What happened? The power company had asked for a PSC hearing on getting its money out of ratepayers after abandoning the reactors. State law requires utilities to notify their customers prior to hearings on rate changes. Those notices are usually sent as a little slip of paper along with your bill. In this case, there was no billing cycle to meet the deadline for notice of the hearing, so the power company sent the notice as a separate mailing.

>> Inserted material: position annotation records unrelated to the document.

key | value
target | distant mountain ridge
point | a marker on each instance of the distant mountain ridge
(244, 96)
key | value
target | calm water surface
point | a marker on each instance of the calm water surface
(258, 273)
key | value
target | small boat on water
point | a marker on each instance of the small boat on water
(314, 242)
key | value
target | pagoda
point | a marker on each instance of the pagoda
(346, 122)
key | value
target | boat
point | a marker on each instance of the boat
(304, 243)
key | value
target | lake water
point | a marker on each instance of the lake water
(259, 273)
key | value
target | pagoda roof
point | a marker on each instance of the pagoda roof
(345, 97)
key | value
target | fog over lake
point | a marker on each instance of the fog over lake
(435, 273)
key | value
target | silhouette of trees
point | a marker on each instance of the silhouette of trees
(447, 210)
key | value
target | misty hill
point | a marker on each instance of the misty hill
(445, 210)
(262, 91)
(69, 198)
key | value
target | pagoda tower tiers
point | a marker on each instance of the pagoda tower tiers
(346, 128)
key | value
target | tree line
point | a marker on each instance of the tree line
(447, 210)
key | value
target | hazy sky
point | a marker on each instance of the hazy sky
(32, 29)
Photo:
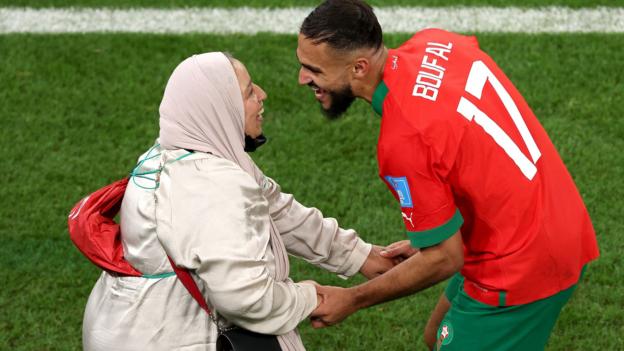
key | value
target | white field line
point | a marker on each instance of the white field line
(287, 20)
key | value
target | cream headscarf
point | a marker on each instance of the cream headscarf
(202, 109)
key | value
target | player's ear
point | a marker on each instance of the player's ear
(361, 66)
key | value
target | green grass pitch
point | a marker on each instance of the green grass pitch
(76, 111)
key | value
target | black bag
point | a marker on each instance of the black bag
(239, 339)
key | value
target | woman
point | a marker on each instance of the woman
(199, 198)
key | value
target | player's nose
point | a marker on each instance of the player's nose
(304, 77)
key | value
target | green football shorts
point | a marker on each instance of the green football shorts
(470, 325)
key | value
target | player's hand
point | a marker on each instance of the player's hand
(336, 305)
(399, 251)
(376, 264)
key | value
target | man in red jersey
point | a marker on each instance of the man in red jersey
(483, 192)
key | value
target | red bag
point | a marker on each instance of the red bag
(93, 230)
(95, 233)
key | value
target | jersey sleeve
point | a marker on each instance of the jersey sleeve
(426, 200)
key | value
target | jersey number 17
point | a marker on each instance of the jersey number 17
(478, 76)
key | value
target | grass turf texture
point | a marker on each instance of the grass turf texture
(77, 110)
(287, 3)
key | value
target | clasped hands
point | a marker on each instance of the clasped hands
(335, 303)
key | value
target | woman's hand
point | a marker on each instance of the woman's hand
(399, 251)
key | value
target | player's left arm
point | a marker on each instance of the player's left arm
(423, 269)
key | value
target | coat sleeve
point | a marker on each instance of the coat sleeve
(213, 219)
(316, 239)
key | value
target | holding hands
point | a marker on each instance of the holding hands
(336, 303)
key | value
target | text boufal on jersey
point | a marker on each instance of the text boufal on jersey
(431, 73)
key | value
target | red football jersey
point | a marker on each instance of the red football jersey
(460, 148)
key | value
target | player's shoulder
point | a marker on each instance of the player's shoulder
(428, 35)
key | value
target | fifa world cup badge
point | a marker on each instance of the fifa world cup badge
(445, 334)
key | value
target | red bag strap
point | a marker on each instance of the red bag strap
(190, 285)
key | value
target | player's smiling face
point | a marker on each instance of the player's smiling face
(327, 74)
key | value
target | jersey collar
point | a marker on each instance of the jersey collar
(378, 97)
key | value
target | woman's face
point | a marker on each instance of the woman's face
(253, 96)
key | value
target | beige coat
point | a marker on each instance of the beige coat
(211, 216)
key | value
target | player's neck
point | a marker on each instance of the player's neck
(366, 88)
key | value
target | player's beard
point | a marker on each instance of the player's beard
(340, 102)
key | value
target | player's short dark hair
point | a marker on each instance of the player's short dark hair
(343, 25)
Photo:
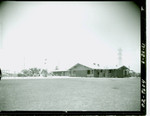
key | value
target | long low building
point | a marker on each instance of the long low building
(80, 70)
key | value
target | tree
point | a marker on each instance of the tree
(44, 72)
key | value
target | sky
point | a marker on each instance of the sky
(66, 33)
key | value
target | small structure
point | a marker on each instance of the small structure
(60, 73)
(94, 70)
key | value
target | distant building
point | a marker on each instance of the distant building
(60, 73)
(80, 70)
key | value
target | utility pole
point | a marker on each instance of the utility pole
(120, 56)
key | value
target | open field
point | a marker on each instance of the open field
(70, 94)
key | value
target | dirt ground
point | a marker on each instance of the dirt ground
(70, 94)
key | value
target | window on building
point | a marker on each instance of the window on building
(88, 71)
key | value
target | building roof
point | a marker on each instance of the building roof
(91, 66)
(98, 66)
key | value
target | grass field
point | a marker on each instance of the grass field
(70, 94)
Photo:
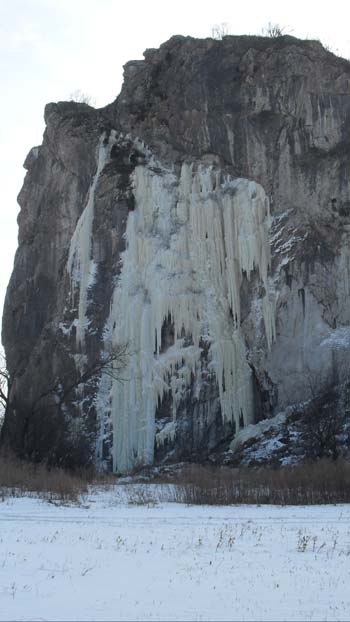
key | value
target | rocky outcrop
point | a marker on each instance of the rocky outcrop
(202, 221)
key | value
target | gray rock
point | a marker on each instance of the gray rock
(275, 111)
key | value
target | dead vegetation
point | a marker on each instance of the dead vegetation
(324, 481)
(19, 477)
(320, 482)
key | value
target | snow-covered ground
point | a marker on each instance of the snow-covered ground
(110, 560)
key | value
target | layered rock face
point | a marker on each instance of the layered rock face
(199, 224)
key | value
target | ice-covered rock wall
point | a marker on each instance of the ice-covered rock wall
(147, 223)
(189, 242)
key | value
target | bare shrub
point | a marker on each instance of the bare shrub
(18, 477)
(219, 31)
(82, 98)
(273, 30)
(324, 481)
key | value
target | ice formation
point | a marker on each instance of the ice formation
(80, 265)
(188, 244)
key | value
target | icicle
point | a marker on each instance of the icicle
(80, 264)
(188, 243)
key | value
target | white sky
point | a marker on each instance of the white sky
(51, 48)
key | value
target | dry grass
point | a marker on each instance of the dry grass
(18, 477)
(324, 481)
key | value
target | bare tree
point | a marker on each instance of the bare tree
(111, 363)
(83, 98)
(323, 424)
(219, 31)
(273, 30)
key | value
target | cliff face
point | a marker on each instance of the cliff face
(202, 221)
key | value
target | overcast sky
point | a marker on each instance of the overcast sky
(51, 48)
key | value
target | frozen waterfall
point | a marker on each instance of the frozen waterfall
(188, 243)
(80, 265)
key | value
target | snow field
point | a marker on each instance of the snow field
(113, 558)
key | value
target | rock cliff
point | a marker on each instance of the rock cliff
(183, 266)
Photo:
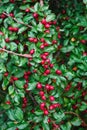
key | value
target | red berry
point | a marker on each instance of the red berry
(47, 71)
(51, 87)
(63, 11)
(51, 65)
(6, 74)
(47, 86)
(26, 86)
(43, 21)
(1, 33)
(35, 15)
(42, 104)
(58, 72)
(8, 102)
(59, 36)
(47, 31)
(43, 97)
(27, 10)
(47, 25)
(12, 1)
(42, 46)
(51, 107)
(11, 14)
(42, 40)
(32, 51)
(39, 85)
(51, 98)
(41, 93)
(7, 40)
(54, 41)
(43, 57)
(14, 78)
(46, 112)
(31, 39)
(83, 41)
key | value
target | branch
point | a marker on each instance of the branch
(11, 52)
(17, 20)
(73, 113)
(41, 2)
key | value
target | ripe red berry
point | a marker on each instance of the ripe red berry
(54, 41)
(46, 112)
(8, 102)
(51, 87)
(42, 40)
(31, 39)
(41, 93)
(6, 74)
(27, 10)
(51, 98)
(51, 107)
(35, 15)
(14, 78)
(43, 21)
(42, 104)
(47, 71)
(11, 14)
(7, 40)
(42, 46)
(32, 51)
(83, 41)
(1, 33)
(39, 85)
(58, 72)
(47, 25)
(12, 1)
(51, 65)
(47, 31)
(43, 97)
(47, 86)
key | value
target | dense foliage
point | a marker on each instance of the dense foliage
(43, 69)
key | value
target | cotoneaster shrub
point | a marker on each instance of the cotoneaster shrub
(43, 69)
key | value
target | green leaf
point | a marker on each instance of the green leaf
(19, 114)
(10, 90)
(50, 17)
(76, 122)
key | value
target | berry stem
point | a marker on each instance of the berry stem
(11, 52)
(41, 2)
(18, 21)
(73, 113)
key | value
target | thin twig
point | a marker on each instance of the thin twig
(17, 20)
(11, 52)
(41, 2)
(73, 113)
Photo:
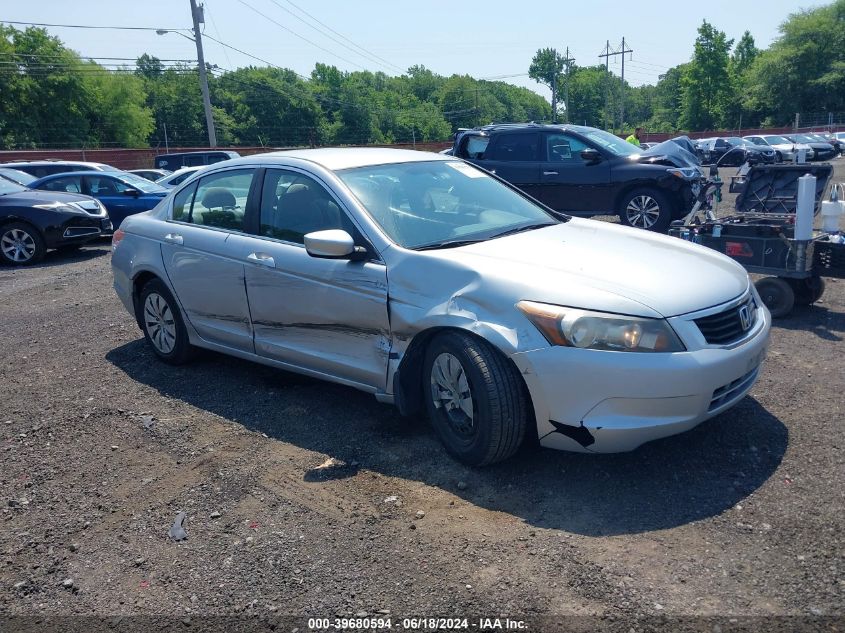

Anyone paying attention to the inner workings of the power company has noticed that itsĀ  corporate attorneys are recent hires. It’s a good guess that someone will be looking for a new job, as a post card with a “notice of hearing” would have sufficed. The 700,000 letters to outraged customers made it clear that SCANA plans to continue to bill our grandchildren for electricity they will never receive from a plant that will never be built.

The SC Progressive Network will file to be a party in the PSC’s decision to bill the ratepayers for SCANA’s bad investment. “We will target the business-friendly religion that South Carolina lawmakers worship at the expense of reason and fairness,” said Network Director Brett Bursey. “This mess we’re now in is a direct product of a political culture that allows regulatory agencies to put profits over people.”